As a bare minimum, these tools and software need to be able to:

  • Pull data from billing systems and use historic performance as a starting template for planning future work.
  • Perform side-by-side comparisons of different pricing arrangements at the client, matter or phase and task levels.
  • Change variables such as staffing and resources allocated to the plan and determine the likely impacts on pricing and profitability.
  • Run multiple "what-if" analysis and save plans as new template models for upcoming assignments.
  • Once plans are implemented, the ability to track and report results comparing plan values with actual billing system details.
  • Shine a torch into the dark recesses of historical work to highlight areas for potential saving and increased efficiency and effectiveness

Next generation analytics...

However, this is still firmly rooted in production cost modeling and therefore these features and functionality only represent the most basic requirements for the next generation of practice management software.

The whole concept of value pricing has as its ultimate objective, the perfect alignment of the fee with the client's perception of the value to them of the advice and service they have received.  The problem is that value, like beauty is in the eye of the beholder.

By definition therefore, future iterations of this kind of analytical practice management software will need to incorporate the ability to factor into the analysis the clients’ subjective perception of value.
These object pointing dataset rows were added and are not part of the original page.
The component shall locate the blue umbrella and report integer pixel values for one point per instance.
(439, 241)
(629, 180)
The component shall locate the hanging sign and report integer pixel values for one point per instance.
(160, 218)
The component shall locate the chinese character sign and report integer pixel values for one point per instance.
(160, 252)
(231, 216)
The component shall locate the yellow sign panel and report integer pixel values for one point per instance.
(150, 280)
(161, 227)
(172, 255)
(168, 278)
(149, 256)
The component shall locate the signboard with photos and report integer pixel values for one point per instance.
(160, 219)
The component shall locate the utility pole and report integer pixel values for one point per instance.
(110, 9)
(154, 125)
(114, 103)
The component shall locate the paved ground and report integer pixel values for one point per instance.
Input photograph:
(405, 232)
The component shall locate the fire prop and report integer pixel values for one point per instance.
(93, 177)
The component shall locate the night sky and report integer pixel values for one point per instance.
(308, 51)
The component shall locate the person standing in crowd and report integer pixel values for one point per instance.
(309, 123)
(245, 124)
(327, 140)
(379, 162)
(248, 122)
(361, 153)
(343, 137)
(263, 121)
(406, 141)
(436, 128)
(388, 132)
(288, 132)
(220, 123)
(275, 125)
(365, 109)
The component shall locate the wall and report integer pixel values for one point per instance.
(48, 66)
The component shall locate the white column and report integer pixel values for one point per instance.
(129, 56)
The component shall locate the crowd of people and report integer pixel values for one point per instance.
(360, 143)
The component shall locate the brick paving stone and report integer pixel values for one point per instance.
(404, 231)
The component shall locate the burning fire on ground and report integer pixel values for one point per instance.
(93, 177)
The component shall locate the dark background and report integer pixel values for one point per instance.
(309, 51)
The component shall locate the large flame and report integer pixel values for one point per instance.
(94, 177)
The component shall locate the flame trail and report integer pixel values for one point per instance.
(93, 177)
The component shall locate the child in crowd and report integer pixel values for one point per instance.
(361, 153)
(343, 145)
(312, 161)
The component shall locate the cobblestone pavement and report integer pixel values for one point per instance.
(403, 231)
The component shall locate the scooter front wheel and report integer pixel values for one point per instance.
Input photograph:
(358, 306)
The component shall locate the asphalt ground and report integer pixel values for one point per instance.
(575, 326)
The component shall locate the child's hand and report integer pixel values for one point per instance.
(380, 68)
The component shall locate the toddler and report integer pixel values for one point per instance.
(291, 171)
In a recent blog entitled “How To Leave Fees On The Table: 21 Things I Must Ignore", I outlined the fact that most Western legal jurisdictions incorporate in their professions regulatory regime various provisions that give an indication as to the sort of factors practitioners are both entitled and obliged to take into account when determining what constitutes a fair and reasonable fee; regulations such as the Solicitors Remuneration Orders (UK), the Client Care Reasonable Fee Factors (NZ), the Legal Profession Act(s) (Australia) and ABA Model Rule 1.5 (USA).

These provisions make reference to factors such as urgency, the skill of the practitioner, the importance of the matter to the client, the results achieved, the difficulty or novelty of the work and so forth.  Most of these criteria are either wholly or at least partially subjective. Software developers will need to find ways to incorporate artificial intelligence in the analytics process. 

There is a long way to go but firms should be aware that there are already some compelling and cost effective options available other than home-grown spreadsheets or the traditional ‘back of a napkin’ approach.